Roughly a year in the making, the foreign licensing round was touted by Oil Minister Hussain al-Shahristani as a key step to boosting Iraq’s oil output to 4 million barrels a day and raking in cash the government desperately needs after years of sanctions and the U.S.-led invasion in 2003 left its economy in shambles.
But the process has been criticized inside the country from the start, and the poor showing at the televised event could offer opponents of the embattled al-Shahristani even more ammunition. It’s the kind of political unrest that helped keep the companies at arm’s length, despite a shot at 43 billion of the country’s 115 billion barrels of crude reserves.
“With this outcome, the Iraqi government becomes the desperate one,” said Samuel Ciszuk, Mideast energy analyst for London-based IHS Global Insight. “Al-Shahristani has been very focused on this round and criticized for ignoring everything else, including the easy repairs that could have been done over the past couple of years.”
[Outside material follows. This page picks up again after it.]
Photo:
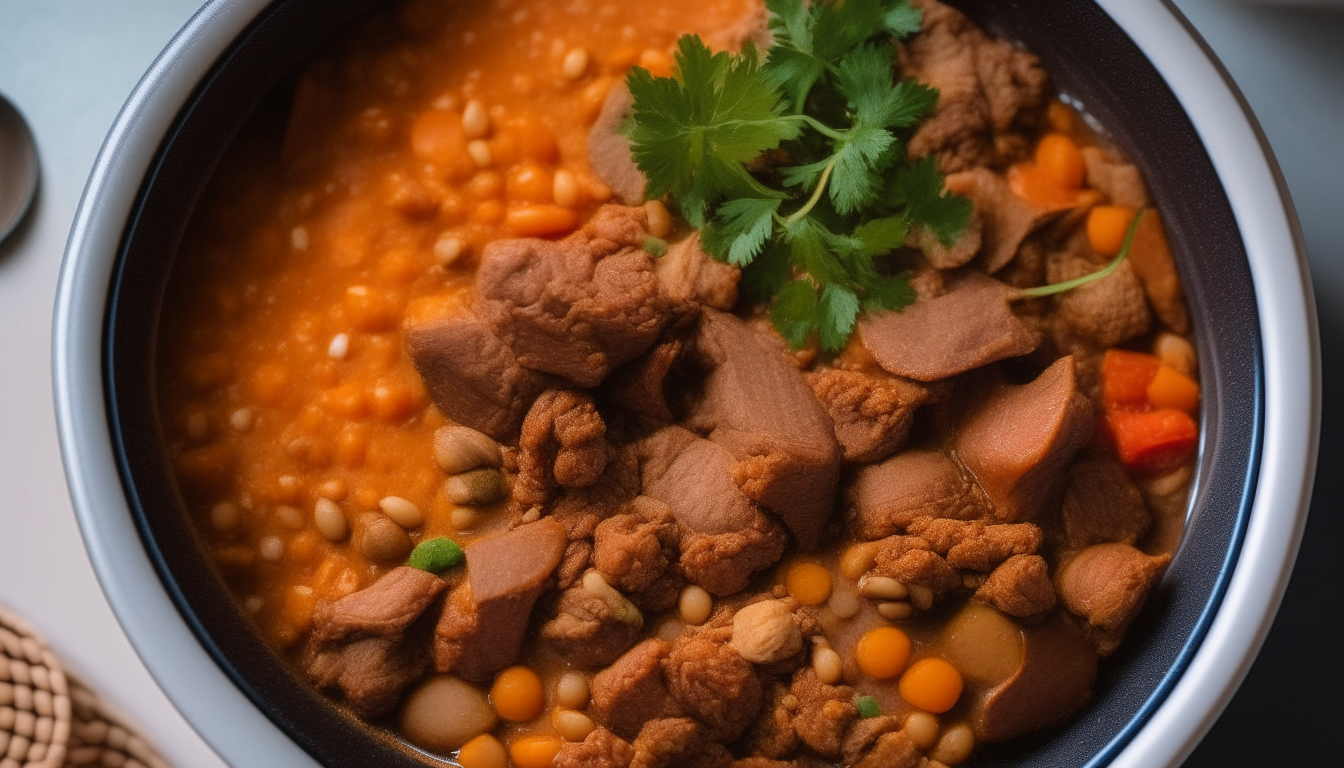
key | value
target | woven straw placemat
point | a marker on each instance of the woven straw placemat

From the first field offered, disputes over how much the companies would get for producing over a minimum output target cast a pall on the process.
Under the 20-year service contracts on offer, the companies would be paid a per-barrel fee for any crude they produce in excess of a minimum production target. But the price requested by all the companies was at least twice as high – and in a couple of cases almost 10 times higher – than what the oil ministry was willing to pay.
Two oil executives from different companies at the auction complained that Iraq was offering too little money given the prevailing security risks and political uncertainty.